Clean, abundant water and a healthy Puget Sound are important values in our state. With DNR, you’ll find unique opportunities in Aquatics. These valuable natural resources comprise 2.6 million acres of state-owned tidelands, beds of navigable rivers, lakes, Puget Sound and other waters, and many shore lands. Our Aquatic staff work near the waters of the state with businesses, government, communities, and volunteers to manage and protect these precious resources for long-term public benefit. Aquatic jobs also focus on public recreational access, navigation, commerce, environmental issues, aquatic leases and easements, and special projects.
Engineer Career ImageEngineers

If you are an engineer, you will find a large variety of opportunities with DNR. Our engineers are in the woods building forest roads, bridges, culverts, and fish barriers and crossings that protect streams and habitat. They produce data and products to assist with management of trust lands and regulatory functions. Our engineers also create aerial maps, and identify and maintain a statewide repository of land boundary information, along with other responsibilities.

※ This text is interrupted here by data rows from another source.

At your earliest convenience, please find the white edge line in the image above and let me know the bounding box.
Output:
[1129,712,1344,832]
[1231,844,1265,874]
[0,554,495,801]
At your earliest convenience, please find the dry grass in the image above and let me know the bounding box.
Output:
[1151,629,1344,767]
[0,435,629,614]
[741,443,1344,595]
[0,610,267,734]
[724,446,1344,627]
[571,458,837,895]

Seasonal Fire Fighter Career ImageSeasonal Fire Fighters

With the largest on-call fire department in the state, DNR needs seasonal fire fighters. If you are motivated and desire a career in natural resource management, fire crew employment is an excellent opportunity to gain fundamental forestry experience. Forest fire fighter crew members and natural resource workers perform pre-suppression and suppression activities. To fill these boots, you must be willing and able to perform strenuous outdoor work safely and productively. The timing of fire season is especially suited to students. The duration of these positions is generally three or four months, with work beginning approximately mid-June and ending in mid-September.

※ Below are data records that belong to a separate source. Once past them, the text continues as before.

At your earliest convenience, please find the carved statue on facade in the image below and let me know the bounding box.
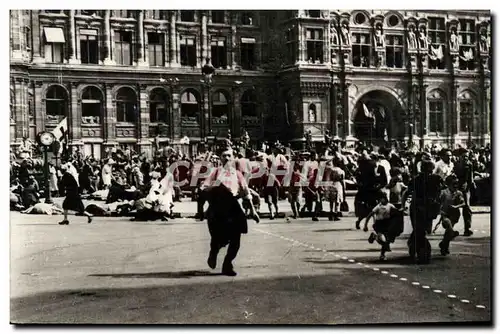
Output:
[304,130,312,150]
[340,22,351,46]
[201,58,215,84]
[418,26,429,49]
[325,130,332,148]
[374,24,385,48]
[408,25,418,49]
[450,28,460,52]
[309,108,316,123]
[243,131,250,148]
[330,22,339,45]
[479,30,490,53]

Internship Career ImageInternships

Are you currently a student in an undergraduate or graduate degree program? You might consider the outstanding professional development opportunities offered through DNR’s internship program. Most of our internships are focused in the natural resource sciences. Recent internships have been in Timber Sales, Botany, Forest Engineering, and the Commercial Geoduck Program. Recruiting efforts begin in January and extend through late spring. The internships typically occur between May and September. Both paid and unpaid internships are available.